Quant au fait de savoir si la clause était indivisible, cela allait de soi s’agissant d’une clause financière.
Enfin, le Conseil d’Etat juge surabondant le fait que la Cour administrative d’appel de Marseille se soit aussi appuyé sur une clause d’option d’achat, puisque la question de la propriété future est indifférente à la requalification en marché public, que le montage contractuel retenu avait pour but d’échapper aux règles de publicité et de mise en concurrence, puisque cela n’entraine pas automatiquement annulation du contrat dans le cadre d’un recours Béziers I (CE, 12 janvier 2011, Manoukian, n°338551) et sur l’interdiction pour les établissements publics de santé de recourir à la procédure du marché de partenariat puisqu’il serait difficile alors de parler de contenu illicite.
Il convient également d’être vigilant, pour le BEVA comme pour la VEFA, au respect de la loi dite « MOP » du 12 juillet 1985, désormais codifiée au Code de la commande publique et qui interdit par principe, pour la plupart des personnes publiques et la plupart des ouvrages publics, un transfert de maîtrise d’ouvrage publique : le champ d’application de cette loi n’est pas exactement le même que celui de marché de travaux et surtout de celui de l’interdiction du paiement différé (laquelle ne s’appliquera que pour le BEFA et ne concerne pour certains acheteurs).

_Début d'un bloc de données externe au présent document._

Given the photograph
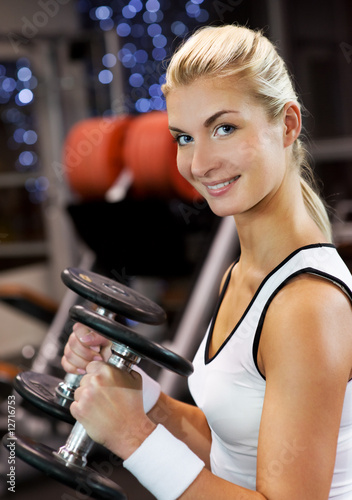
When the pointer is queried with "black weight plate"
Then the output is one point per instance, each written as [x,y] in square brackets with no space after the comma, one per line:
[114,296]
[140,345]
[83,479]
[39,389]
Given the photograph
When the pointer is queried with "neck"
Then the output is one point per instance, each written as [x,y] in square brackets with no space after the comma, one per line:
[275,228]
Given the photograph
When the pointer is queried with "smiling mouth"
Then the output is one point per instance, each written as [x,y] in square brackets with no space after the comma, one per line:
[223,184]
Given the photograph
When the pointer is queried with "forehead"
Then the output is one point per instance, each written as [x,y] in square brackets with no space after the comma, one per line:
[206,96]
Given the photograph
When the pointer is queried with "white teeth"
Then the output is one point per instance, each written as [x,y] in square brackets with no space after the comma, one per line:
[223,184]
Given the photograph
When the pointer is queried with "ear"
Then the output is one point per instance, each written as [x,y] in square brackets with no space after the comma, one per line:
[292,123]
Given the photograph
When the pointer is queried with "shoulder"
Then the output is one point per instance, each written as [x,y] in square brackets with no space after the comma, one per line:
[309,321]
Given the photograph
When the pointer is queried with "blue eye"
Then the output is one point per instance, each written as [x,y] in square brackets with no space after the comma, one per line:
[225,130]
[183,140]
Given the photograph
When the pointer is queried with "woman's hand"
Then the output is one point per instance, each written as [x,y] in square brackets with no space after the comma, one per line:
[109,405]
[83,346]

Il pourrait donc y avoir des situations où un tel montage ne peut être déclaré illégal sur la base l’interdiction du paiement différé car ne s’appliquant pas mais seraient contraire à l’interdiction de transférer la maîtrise d’ouvrage publique.
Enfin, on rappellera que le Code de la commande publique, comme la directive 2014/24, a prévu la possibilité de passer des marchés sans publicité ni mise en concurrence qui ne peuvent être attribués qu’à un seul opérateur « pour des raisons techniques ». La transposition française a apporté cette précision à l’article R. 2122-3 CCP :
« Tel est notamment le cas lors de l'acquisition ou de la location d'une partie minoritaire et indissociable d'un immeuble à construire assortie de travaux répondant aux besoins de l'acheteur qui ne peuvent être réalisés par un autre opérateur économique que celui en charge des travaux de réalisation de la partie principale de l'immeuble à construire. »
Il convient là encore d’être vigilant dans la mesure où une telle dérogation n’est pas prévue par les directives. La seule possibilité pour qu’une telle dérogation soit possible est en réalité de la faire rentrer dans les hypothèses de « contrats mixtes ».